= 2010–12 Continental Beach Volleyball Cup =

The 2010–12 Continental Beach Volleyball Cup (CBVC) is the qualification tournament for the beach volleyball tournament (for men and women) at the 2012 Summer Olympics.

The CBVC will take place between 1 June 2010 and 24 June 2012, with a direct elimination competition format where the winning NOC/NF(s) moves on to the next phase. The competition will consist of three phases: Sub zone, Zone and Continental Final.
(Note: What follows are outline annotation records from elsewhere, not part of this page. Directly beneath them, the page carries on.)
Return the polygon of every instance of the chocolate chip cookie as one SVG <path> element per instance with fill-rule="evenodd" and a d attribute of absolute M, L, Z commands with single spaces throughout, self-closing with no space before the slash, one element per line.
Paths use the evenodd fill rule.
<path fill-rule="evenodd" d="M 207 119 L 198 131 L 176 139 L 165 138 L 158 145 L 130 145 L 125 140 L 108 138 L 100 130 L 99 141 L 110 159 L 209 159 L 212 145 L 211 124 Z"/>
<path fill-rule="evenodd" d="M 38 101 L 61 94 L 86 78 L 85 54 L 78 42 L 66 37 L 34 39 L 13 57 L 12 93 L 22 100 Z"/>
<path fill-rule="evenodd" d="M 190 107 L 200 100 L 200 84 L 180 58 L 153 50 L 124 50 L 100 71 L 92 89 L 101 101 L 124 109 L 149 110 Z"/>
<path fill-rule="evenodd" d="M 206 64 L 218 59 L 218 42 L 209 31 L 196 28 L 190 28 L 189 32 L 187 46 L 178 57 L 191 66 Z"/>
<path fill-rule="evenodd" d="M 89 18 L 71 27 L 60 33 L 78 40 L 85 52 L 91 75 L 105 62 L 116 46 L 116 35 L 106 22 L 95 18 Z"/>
The five winning NOCs/NFs (one per Continental Confederation territory (Asia/Oceania, North America, South America, Europe and Africa)) per gender will qualify.
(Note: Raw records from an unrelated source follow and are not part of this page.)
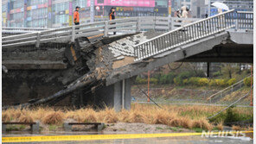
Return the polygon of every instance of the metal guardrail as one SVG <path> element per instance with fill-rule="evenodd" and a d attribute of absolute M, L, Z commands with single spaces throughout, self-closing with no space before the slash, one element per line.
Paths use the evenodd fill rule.
<path fill-rule="evenodd" d="M 232 12 L 229 10 L 200 20 L 168 33 L 148 40 L 134 47 L 135 61 L 147 59 L 192 41 L 206 37 L 234 27 Z"/>
<path fill-rule="evenodd" d="M 195 40 L 207 37 L 231 28 L 235 28 L 237 24 L 236 22 L 239 23 L 237 28 L 251 28 L 251 25 L 253 24 L 251 22 L 252 21 L 246 17 L 249 16 L 251 17 L 252 13 L 239 13 L 239 15 L 246 15 L 246 16 L 240 16 L 240 19 L 235 21 L 234 12 L 234 9 L 226 11 L 184 25 L 179 28 L 138 44 L 134 46 L 134 54 L 137 57 L 135 61 L 150 58 Z"/>
<path fill-rule="evenodd" d="M 93 23 L 85 23 L 78 26 L 68 26 L 59 28 L 4 28 L 5 30 L 24 32 L 27 34 L 3 37 L 3 48 L 16 47 L 27 45 L 35 45 L 37 47 L 42 43 L 74 41 L 78 37 L 93 36 L 101 34 L 107 36 L 109 33 L 118 32 L 130 34 L 150 29 L 157 31 L 170 31 L 191 21 L 183 21 L 182 18 L 169 18 L 157 16 L 131 17 L 112 21 L 101 21 Z M 173 22 L 176 22 L 174 24 Z M 35 31 L 34 31 L 35 30 Z"/>
<path fill-rule="evenodd" d="M 253 30 L 253 11 L 237 11 L 236 29 Z"/>
<path fill-rule="evenodd" d="M 130 34 L 150 29 L 162 32 L 171 30 L 150 41 L 137 45 L 134 50 L 135 55 L 138 57 L 136 60 L 139 60 L 195 39 L 232 28 L 235 23 L 240 24 L 240 26 L 237 27 L 238 28 L 251 28 L 251 26 L 249 27 L 248 25 L 251 23 L 251 20 L 250 22 L 237 21 L 238 22 L 234 22 L 234 19 L 232 18 L 233 11 L 234 10 L 225 12 L 200 21 L 195 18 L 182 19 L 176 17 L 143 16 L 101 21 L 59 28 L 3 28 L 3 29 L 10 29 L 10 31 L 27 30 L 30 32 L 28 34 L 3 37 L 2 47 L 17 47 L 28 45 L 35 45 L 36 47 L 39 47 L 40 44 L 42 43 L 66 43 L 74 41 L 78 37 L 88 37 L 99 34 L 107 36 L 109 33 L 112 32 L 117 32 L 118 34 Z M 246 16 L 247 14 L 253 15 L 253 13 L 250 12 L 241 12 L 240 14 Z M 188 24 L 191 22 L 192 24 Z M 165 41 L 165 39 L 167 40 Z M 164 42 L 163 42 L 163 41 Z"/>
At the CBVC Final, NOCs/NFs which have already obtained two quota places will compete in a bracket separate from those NOCs/NFs still seeking a quota place(s).

==Africa (CAVB)==

Teams will compete in the sub-zonal tournaments, with all teams advancing, with each team carrying over the points it earns to the five zonal tournament, where teams not entered in the sub-zonal tournaments can enter. The top team in each group plus top three runners up will advance to the continental cup.

==Asia/Oceania (AVC)==

41 Asian and Oceanian nations including 2 non IOC members (Macau and the Northern Marina Islands) registered to take part. The top two from each subzone group will qualify for the Zonal tournaments, with the top three from each zonal tournament advancing to the continental championship.

==Europe (CEV)==

Teams will be split into groups of four, where an elimination bracket will determine the 3 teams to advance to the next stage from the sub-zones.

==North America (NORCECA)==

The North American zone see the sub zones divided into the Caribbean, Central and Central American zones. The two Caribbean zones will meet and the central and Central American zones will meet in the zonal tournaments. Both Caribbean zones will have an elimination bracket where two teams per country competing in a two-game series, if there is a tie a fifth game will be played by both countries. In the second round of the bracket the series will be a best of three. The winner and runner up of the main bracket and of the repechage will advance to the next round.